B) Kanun Yararına Bozma Talebi:
Kanun yararına bozma talebi ve ihbar yazısında, « Uyuşturucu madde bulundurmak veya kullanmak suçundan sanık ... hakkında, 5237 sayılı Türk Ceza Kanunu’nun 6545 sayılı Kanun ile değişiklik öncesi 191/2. maddesi uyarınca tedavi ve denetimli serbestlik tedbirine hükmedilmesine dair, Beykoz 4. Asliye Ceza Mahkemesinin 25/12/2014 tarihli ve 2014/493-779 sayılı kararının infazı sırasında, sanığın denetimli serbestlik
müdürlüğü tarafından yapılan çağrıya rağmen süresinde müracaat etmediğinden bahisle infaz kaydı kapatılarak dosyanın gönderilmesi üzerine başlatılan yargılama sonunda, sanığın 5237 sayılı Kanun’un 6545 sayılı kanun ile değişiklik öncesi 191/1, 62, 50/1-a ve 52. maddeleri uyarınca 9.000,00 Türk lirası adli para cezası ile cezalandırılmasına ilişkin aynı Mahkemenin 24/12/2015 tarihli ve 2015/594-1018 sayılı kararını kapsayan dosya incelendi.

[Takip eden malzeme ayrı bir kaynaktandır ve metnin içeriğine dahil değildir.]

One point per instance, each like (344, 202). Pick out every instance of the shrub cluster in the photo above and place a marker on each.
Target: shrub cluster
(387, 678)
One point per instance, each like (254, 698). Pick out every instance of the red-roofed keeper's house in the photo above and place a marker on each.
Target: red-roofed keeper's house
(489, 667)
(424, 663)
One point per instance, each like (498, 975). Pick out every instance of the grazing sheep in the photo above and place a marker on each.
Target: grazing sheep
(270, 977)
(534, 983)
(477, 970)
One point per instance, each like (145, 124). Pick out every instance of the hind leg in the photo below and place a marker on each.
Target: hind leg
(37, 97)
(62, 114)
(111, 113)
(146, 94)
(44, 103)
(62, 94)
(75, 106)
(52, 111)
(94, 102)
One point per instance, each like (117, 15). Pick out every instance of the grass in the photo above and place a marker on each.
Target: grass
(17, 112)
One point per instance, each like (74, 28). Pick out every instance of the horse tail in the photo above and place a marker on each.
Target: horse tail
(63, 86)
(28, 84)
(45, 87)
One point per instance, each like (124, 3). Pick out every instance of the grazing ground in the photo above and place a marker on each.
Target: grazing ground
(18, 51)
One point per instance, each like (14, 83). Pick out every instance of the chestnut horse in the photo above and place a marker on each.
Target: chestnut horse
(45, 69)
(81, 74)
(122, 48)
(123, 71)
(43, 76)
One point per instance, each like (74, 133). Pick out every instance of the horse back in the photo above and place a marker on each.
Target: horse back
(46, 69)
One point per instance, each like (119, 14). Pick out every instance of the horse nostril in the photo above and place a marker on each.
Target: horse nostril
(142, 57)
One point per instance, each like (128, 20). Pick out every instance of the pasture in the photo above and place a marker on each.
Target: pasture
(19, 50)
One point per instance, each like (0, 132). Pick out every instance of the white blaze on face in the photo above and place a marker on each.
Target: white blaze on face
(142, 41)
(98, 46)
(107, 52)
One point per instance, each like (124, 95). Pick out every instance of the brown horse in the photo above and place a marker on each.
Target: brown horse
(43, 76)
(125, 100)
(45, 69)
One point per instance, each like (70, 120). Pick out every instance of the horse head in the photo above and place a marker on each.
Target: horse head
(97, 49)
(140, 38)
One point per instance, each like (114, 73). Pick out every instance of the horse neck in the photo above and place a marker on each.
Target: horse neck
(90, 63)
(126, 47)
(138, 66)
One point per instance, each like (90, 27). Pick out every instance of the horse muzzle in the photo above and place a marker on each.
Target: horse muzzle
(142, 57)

Beykoz 4. Asliye Ceza Mahkemesi"nin 25/12/2014 tarihli ve 2014/493-779 sayılı kararının bozulmasına karar verilmesi halinde işbu karara istinaden aynı Mahkemenin sanığın adli para cezası ile cezalandırılmasına dair 24/12/2015 tarihli ve 2015/594-1018 sayılı kararının infaz kabiliyetinin olmayacağı değerlendirilerek yapılan incelemede;
Dosya kapsamına göre, 6545 sayılı Kanun’un 65. maddesi ile 5320 sayılı Ceza Muhakemesi Kanununun Yürürlük ve Uygulama Şekli Hakkında Kanun"a eklenen geçici 7. maddenin 2. fıkrasında yer alan “Bu Kanunun yürürlüğe girdiği tarih itibarıyla Türk Ceza Kanununun 191 inci maddesinde tanımlanan suç nedeniyle yürütülen kovuşturmalarda, hakkında daha önce denetimli serbestlik veya tedavi tedbiri uygulanmayan kişilerle ilgili olarak 191 inci madde hükümleri çerçevesinde hükmün açıklanmasının geri bırakılması kararı verilir.” biçimindeki düzenlemeler nazara alınarak, adli sicil kaydına göre daha önce hakkında aynı suç nedeniyle tedavi ve denetimli serbestlik tedbiri uygulanmamış olan sanık hakkında 5271 sayılı Kanun’un 231/6. maddesinde belirtilen şartlar aranmaksızın hükmün açıklanmasının geri bırakılmasına karar verilmesi yasal bir zorunluluk olduğu gözetilmeden yazılı şekilde karar verilmesinde isabet görülmemiştir.» denilerek, Beykoz 4. Asliye Ceza Mahkemesi"nce 25.12.2014 tarihli kararın bozulması istenmiştir.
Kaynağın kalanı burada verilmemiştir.